University of North Carolina Athletics

Lucas: Line Shuffles, Expectations Remain
September 14, 2004 | Football
Sept. 14, 2004
By Adam Lucas
During the next three days of Carolina football practice, offensive line coach Hal Hunter faces a vexing problem.
He lost one lineman--Skip Seagraves--to a season-ending foot injury against Virginia. But it's going to take two linemen, not one, to replace the fifth-year senior. Seagraves took snaps at both tackle and guard in Carolina's o-line rotation and had already seen action at both positions in 2004.
"We had a guy who was playing 50 percent of the time at tackle and 50 percent of the time at guard," Hunter says. "So I have to get another guard ready and another tackle ready."
The guard expected to see his contributions increase is Steven Bell, while Ben Lemming will move from the third-string right tackle behind Willie McNeill and Seagraves to the third overall tackle. Bell will share snaps with Charlston Gray and Kyle Ralph at guard, while Lemming will spell McNeill and Brian Chacos.

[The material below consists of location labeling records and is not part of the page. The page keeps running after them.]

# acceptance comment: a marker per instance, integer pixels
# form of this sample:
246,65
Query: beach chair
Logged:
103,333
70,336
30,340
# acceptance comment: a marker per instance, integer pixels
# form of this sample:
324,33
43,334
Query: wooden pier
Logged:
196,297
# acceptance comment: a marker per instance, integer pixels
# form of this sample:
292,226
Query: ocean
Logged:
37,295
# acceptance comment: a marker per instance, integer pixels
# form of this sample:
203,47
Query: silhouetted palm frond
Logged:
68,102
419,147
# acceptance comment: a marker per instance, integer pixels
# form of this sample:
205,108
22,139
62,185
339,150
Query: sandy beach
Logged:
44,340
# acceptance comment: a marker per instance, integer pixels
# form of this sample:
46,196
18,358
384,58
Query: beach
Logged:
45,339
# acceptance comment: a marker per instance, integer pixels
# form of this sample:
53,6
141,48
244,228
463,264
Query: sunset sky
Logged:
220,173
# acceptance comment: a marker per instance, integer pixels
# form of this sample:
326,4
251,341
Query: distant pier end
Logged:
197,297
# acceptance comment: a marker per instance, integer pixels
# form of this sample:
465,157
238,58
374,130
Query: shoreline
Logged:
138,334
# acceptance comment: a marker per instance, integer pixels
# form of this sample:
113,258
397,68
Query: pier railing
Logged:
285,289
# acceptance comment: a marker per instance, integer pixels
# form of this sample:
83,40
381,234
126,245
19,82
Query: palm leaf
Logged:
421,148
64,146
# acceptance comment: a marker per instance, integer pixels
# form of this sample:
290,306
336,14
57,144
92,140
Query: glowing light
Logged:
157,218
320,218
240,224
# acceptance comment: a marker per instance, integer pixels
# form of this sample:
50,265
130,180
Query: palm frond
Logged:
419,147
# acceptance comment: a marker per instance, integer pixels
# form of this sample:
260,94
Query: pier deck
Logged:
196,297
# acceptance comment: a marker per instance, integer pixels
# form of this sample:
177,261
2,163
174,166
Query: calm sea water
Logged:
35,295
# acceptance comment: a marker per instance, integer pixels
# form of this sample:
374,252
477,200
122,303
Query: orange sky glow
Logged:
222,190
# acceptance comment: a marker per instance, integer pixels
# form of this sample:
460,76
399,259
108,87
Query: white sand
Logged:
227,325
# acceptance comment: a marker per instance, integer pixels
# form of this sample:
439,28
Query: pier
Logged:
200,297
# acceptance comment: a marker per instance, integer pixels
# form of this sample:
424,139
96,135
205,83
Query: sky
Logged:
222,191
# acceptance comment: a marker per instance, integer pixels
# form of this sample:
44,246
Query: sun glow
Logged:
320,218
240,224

That's not Bell's only role. He'll also continue to take snaps at center, where he played most of the fourth quarter in Charlottesville, as a backup to Jason Brown. Hunter considers the guard/center combination to be slightly easier than the guard/tackle combo, because anyone playing center already has to know what the guards on either side of him are doing on every play.
"At center, you've got a 320-pound guy six inches to a foot off your head," Bell says. "At guard, they're another two or three feet away, so you have a different mindset. When you're closer to them sometimes you have to step back to get leverage on them."

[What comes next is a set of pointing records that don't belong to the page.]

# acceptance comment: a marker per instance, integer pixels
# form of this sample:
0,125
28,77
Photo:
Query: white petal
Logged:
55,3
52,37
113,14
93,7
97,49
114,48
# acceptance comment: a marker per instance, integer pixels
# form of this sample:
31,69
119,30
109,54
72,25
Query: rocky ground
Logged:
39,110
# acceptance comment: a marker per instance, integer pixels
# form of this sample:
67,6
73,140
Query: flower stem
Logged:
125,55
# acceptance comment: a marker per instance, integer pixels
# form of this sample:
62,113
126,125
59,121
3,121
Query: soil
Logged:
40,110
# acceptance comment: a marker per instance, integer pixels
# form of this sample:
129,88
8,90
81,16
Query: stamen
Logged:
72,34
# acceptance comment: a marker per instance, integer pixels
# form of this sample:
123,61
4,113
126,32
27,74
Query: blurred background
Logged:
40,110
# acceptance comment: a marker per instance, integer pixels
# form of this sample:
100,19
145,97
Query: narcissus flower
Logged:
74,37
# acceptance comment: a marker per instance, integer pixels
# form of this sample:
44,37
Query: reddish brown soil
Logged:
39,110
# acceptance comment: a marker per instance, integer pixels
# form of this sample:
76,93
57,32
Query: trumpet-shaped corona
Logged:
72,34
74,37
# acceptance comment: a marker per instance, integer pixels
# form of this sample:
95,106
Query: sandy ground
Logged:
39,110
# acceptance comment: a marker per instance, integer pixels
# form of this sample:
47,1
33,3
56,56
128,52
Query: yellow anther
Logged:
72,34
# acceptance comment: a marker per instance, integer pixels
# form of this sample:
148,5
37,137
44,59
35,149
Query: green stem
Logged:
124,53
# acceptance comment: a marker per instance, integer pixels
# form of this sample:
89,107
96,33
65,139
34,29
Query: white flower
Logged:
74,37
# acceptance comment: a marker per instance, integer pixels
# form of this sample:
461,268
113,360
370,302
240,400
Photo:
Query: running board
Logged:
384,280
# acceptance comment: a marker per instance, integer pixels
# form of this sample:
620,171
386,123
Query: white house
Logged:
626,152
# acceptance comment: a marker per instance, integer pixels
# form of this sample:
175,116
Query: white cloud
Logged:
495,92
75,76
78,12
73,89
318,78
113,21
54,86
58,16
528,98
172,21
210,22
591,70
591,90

The Tar Heels are talented enough along the line that the techniques will eventually be honed. What can't be replicated as easily, however, is the communication and camaraderie necessary to build a solid line. More than any other position group on the field, linemen have to work as a functioning unit, which is why they're almost always hanging around together in the Kenan Football Center and off the field.
After preseason training camp, they'd reached a comfort level with the rotation--McNeill and Ralph usually worked as the tackle/guard pair on the left side, and slid as a unit to the right side when Chacos rotated in at left tackle--but now some of those combinations will be changed.

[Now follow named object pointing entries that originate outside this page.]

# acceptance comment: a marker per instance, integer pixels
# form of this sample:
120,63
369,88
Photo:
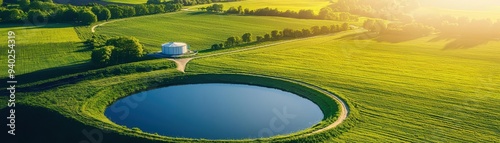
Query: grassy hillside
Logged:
200,30
127,1
412,91
46,47
283,5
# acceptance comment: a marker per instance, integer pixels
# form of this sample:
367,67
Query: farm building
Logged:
174,48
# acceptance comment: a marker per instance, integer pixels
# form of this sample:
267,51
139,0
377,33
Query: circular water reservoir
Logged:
215,111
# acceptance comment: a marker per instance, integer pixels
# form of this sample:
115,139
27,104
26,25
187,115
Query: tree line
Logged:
113,51
324,14
45,11
284,34
196,2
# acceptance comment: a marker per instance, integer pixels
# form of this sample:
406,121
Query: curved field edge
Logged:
94,96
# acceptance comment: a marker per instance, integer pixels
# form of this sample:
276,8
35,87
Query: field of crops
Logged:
404,92
49,46
200,30
283,5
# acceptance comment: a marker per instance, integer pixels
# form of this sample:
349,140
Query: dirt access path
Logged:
344,109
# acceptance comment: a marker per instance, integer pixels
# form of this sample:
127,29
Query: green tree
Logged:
259,38
287,33
154,2
275,34
306,14
102,56
12,15
345,26
141,9
87,17
233,41
325,29
316,30
126,49
37,16
267,37
306,32
247,37
102,13
297,33
24,3
215,47
326,13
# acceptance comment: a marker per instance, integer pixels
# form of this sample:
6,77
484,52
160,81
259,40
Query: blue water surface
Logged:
215,111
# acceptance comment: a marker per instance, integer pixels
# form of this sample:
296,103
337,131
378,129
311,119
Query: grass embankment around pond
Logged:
84,103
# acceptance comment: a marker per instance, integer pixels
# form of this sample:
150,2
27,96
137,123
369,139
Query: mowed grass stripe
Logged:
200,30
41,48
404,91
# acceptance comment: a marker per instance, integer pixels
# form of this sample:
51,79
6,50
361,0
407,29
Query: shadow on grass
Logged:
37,124
453,41
391,38
462,42
200,13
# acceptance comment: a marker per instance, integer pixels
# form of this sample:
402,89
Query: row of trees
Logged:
286,33
46,11
116,51
462,26
196,2
325,13
409,29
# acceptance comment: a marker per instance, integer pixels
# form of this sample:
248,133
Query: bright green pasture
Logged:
412,91
38,48
283,5
200,30
128,1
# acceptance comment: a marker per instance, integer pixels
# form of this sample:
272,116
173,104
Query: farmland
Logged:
45,47
400,95
283,5
127,1
204,29
432,88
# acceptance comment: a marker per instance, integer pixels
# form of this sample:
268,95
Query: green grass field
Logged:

"When you get out of that mix, it's different because now you're working with a different guy," Hunter says. "You're not zoning and twisting with the same guy and you're not communicating with the same guy. What you had established over the last two months is now different. You can't think the communication will be as good as it has been, because it's not going to be. We'll have to simplify a few things."
The line endured another bit of adversity when Charlston Gray's grandfather passed away on Saturday. He returned home on Monday, attended the funeral Tuesday, and is expected to return to practice Wednesday afternoon. His participation on Saturday against Georgia Tech depends on how quickly he picks up the gameplan for the Yellow Jackets.
In his absence, the rest of the linemen have gotten more snaps, including Arthur Smith, who is finally free from the restrictive cast on his hand he practiced with over the past month and enjoying the benefits of being injury-free in his foot as well after a nearly 18-month struggle with an unusual foot problem.
As the Heels build more depth in the trenches, the short term result will be an increase in snaps for the established veterans.
"Chacos and Willie might have been playing 45 or 50 snaps per game," Hunter says. "Now they may have to play 75 snaps per game until one of the younger guys gets ready. Everyone has to pull more of the load."
But then the square-jawed Hunter is afraid he may have left you with the impression that he's lowering his rigid standards because of his player shuffles. Before that thought can take hold, he's quick to make one additional note.
"It takes years to replace the experience we lost with Skip. Steven or Charlston or Ben can't bring us the game experience of having lined up against Texas or Florida State. We may have to simplify some things. But I will be very disappointed--very disappointed--if our productivity goes down."